Quindi sostituire il Patto di Stabilità con Patti di Sostenibilità fatto su misura di ciascun dei 27 Stati membri.

Non molto differente il programma della Lega per le elezioni europee del 2019: “Il Patto di stabilità… va completamente sostituito, in quanto è un sistema il cui obiettivo supremo sia la riduzione del debito, invece della crescita”. E poi: “Ridiscutere tutti i Trattati per restituire agli stati libertà di decidere le proprie politiche economiche, per garantire crescita e occupazione”. Esattamente quanto si vuole fare con i Patti di Sostenibilità.

Si potrebbe andare oltre. L’idea del “Patto di Sostenibilità” o dei 27 “Patti di Sostenibilità” appare più volte nella rivista Scenari Economici diretta da Antonio Maria Rinaldi, ora parlamentare della Lega ed in precedenza professore in varie università. È al centro di suoi tre libri Sallimento dell’euro?, Piscopo Editore (2011, stampato in tre edizioni), Europa kaputt! (S)venduti all’euro, Piscopo Editore (2013), La sovranità appartiene al popolo o allo spread?, Aliberti (2018).

È anche uno dei temi di fondo dei libri di Alberto Bagnai, eurodeputato e capo del dipartimento economico della Lega. Al suo primo libro a carattere divulgativo (non scientifico), Il tramonto dell’euro del 2012, è stato assegnato il Premio di Letteratura Economica e Finanziaria del Canova Club del 2013. Il libro è ritenuto un apripista del dibattito che ha cambiato la percezione sulla moneta unica nella popolazione italiana. Alla fine del 2014, Bagnai ha pubblicato un secondo saggio, L’Italia può farcela, stampato da Il Saggiatore, che in pochi mesi ha scalato le classifiche di vendita, risultando tra i libri di economia più venduti nel 2014. Queste idee soni state recepite alla grande dal Movimento Cinque Stelle (con il quale il Pd spera di formare il prossimo governo (se i numeri lo consentono).

Si andrà probabilmente verso una revisione del Patto di Stabilità, ora “sospeso” a ragione della pandemia.
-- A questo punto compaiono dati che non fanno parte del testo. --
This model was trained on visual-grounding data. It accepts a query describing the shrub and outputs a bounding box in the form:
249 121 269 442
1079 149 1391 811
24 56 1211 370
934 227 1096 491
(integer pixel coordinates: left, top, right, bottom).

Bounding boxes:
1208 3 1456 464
Ma da allievo (indegno) di Robert Mundell, trovo difficile ove non impossibile concepire un’unione monetaria che funzioni senza regole di vigilanza sulla finanza pubblica (e sul debito della pubblica amministrazione) uguali per tutti.

Sotto il profilo politico, non credo poi che saranno tanti i partner pronti ad abbracciare l’idea dei Patti di Sostenibilità tagliati su misura sulle esigenze dei singoli Stati membri. Il giorno dopo, si chiederebbero Patti simili per la giustizia, la libertà di stampa, la scuola e quant’altro.

Forse è il caso che il programma abbia un nuovo aggiornamento prima di circolare troppo.